Ms George was one of six library managers who, between them, were responsible for managing the Council’s 12 libraries. As a result of funding cuts in 2011, the Council decided to close six of the libraries and reduce the number of managers from six to two. Ms George was unsuccessful in obtaining one of the new posts and was therefore made redundant.

As part of the Council’s redeployment procedure, she was offered a job as a customer service officer (CSO), albeit at a lower grade and in a different location. However, although she was contractually entitled to a trial period under the Council’s managing change policy, it refused to offer it to her on the ground that the new job was within the same service as her old job. As a result, she refused to accept the offer of the CSO post and was dismissed for redundancy.

She then brought a claim for unfair dismissal on the basis that the failure to offer a trial period meant that the dismissal was automatically unfair.

Tribunal decision

Although the tribunal found that Ms George had a contractual right to a trial period, it found the dismissal was still fair on the following grounds:

  • She was familiar with the more limited duties of the CSO post, having trained new CSOs
  • She knew where she would be based and had worked there previously
  • She knew that her salary as library manager would be preserved for a year
  • She knew the managers to whom she would report, all of whom were professionals who could “work together”
  • She knew that she would receive a redundancy payment even if she refused the CSO job.
  • She did not cite the failure to offer her a trial period as one of the reasons in her letter in which she turned down the offer of the CSO post.

EAT decision

The EAT, however, disagreed. Given that the Council had conceded that the failure to offer the trial period was unlawful, it was hard to understand how the tribunal could then conclude that the dismissal was “fair and reasonable”.

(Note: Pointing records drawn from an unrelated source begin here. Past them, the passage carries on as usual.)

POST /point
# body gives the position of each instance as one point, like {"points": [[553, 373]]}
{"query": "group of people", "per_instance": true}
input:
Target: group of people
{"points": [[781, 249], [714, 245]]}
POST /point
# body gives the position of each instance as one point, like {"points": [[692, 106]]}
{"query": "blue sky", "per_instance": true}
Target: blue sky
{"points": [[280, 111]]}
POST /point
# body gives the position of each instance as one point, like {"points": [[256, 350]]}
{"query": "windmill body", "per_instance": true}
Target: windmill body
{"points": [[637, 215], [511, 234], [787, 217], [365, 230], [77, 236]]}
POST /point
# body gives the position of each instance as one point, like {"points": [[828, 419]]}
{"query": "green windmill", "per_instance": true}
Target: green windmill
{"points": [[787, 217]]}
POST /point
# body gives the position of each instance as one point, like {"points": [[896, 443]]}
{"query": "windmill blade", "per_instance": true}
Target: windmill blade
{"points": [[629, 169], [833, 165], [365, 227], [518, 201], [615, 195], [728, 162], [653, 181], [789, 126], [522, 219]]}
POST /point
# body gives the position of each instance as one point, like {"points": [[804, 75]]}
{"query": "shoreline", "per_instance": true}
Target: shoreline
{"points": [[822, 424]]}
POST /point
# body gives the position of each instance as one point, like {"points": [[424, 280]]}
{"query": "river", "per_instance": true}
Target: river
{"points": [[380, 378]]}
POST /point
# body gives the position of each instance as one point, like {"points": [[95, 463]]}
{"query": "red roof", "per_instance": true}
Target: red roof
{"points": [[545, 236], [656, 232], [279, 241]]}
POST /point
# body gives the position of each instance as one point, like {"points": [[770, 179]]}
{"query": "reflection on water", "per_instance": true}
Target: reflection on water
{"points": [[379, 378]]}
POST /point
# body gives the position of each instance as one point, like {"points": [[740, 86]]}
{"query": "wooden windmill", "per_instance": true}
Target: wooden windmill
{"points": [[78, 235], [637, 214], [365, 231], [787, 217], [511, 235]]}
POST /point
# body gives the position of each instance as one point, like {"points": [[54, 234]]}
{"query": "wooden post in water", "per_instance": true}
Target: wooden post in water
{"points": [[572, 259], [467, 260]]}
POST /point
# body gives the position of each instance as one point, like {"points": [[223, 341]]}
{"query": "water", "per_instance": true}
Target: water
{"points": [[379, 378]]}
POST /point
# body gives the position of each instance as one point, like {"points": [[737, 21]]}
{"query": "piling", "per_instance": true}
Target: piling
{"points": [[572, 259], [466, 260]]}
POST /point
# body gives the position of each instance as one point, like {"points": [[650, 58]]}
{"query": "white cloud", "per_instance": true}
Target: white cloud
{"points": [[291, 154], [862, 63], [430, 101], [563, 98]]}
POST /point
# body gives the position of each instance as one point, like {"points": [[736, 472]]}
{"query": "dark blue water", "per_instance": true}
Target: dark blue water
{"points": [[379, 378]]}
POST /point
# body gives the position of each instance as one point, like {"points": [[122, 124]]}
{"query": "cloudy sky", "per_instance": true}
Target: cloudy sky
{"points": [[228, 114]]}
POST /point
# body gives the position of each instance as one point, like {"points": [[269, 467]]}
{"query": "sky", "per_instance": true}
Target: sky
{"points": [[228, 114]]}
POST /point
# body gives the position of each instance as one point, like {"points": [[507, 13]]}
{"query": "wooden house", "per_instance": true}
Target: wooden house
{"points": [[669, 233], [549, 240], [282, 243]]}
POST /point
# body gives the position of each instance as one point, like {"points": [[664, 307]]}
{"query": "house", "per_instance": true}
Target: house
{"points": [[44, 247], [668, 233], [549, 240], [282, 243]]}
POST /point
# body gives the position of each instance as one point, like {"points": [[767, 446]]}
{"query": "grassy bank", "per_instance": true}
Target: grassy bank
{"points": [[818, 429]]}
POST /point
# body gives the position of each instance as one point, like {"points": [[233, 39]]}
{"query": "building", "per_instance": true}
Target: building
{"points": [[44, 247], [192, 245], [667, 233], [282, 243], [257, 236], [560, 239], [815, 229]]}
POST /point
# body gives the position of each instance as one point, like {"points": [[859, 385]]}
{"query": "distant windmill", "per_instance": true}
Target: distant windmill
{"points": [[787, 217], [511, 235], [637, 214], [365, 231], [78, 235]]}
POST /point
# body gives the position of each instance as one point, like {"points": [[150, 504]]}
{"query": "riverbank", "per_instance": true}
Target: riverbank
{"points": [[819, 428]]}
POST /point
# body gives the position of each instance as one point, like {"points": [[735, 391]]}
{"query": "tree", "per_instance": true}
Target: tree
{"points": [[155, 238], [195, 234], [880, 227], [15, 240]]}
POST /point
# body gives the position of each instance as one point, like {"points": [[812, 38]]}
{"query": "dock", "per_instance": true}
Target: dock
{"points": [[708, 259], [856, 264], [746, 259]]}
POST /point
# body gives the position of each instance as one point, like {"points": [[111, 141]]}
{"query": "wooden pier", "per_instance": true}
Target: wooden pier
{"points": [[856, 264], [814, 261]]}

It then provided guidance for the tribunal and remitted the issue for it to reconsider its decision. However, on two occasions the tribunal came to the same decision. That is, that the dismissal was fair.

On this, the third time Ms George appealed to the EAT, the Appeal Tribunal remitted the case to a newly constituted tribunal on the basis that the tribunal had failed to have regard to the benefit of a trial period for Ms George.

In particular the EAT said that the tribunal should consider the fact that she wanted to try out the job because she was going to be managed by a new manager, who had previously worked under her, and about whom she had complained in the past. It was, therefore important both for the claimant and the new manager “to try out the relationship in this new role”.


This is an unusual judgment in which a matter was appealed to the EAT on two separate occasions to consider the same point after the first instance tribunal failed to follow the initial guidance given. The case related to the significance of trial periods in redundancy dismissals. Whilst the judgment largely stands on its own facts it does provide that in the majority of cases the failure by the employer to offer a trial period in an alternative role, where one is available, will render a dismissal by reason of redundancy to be unfair.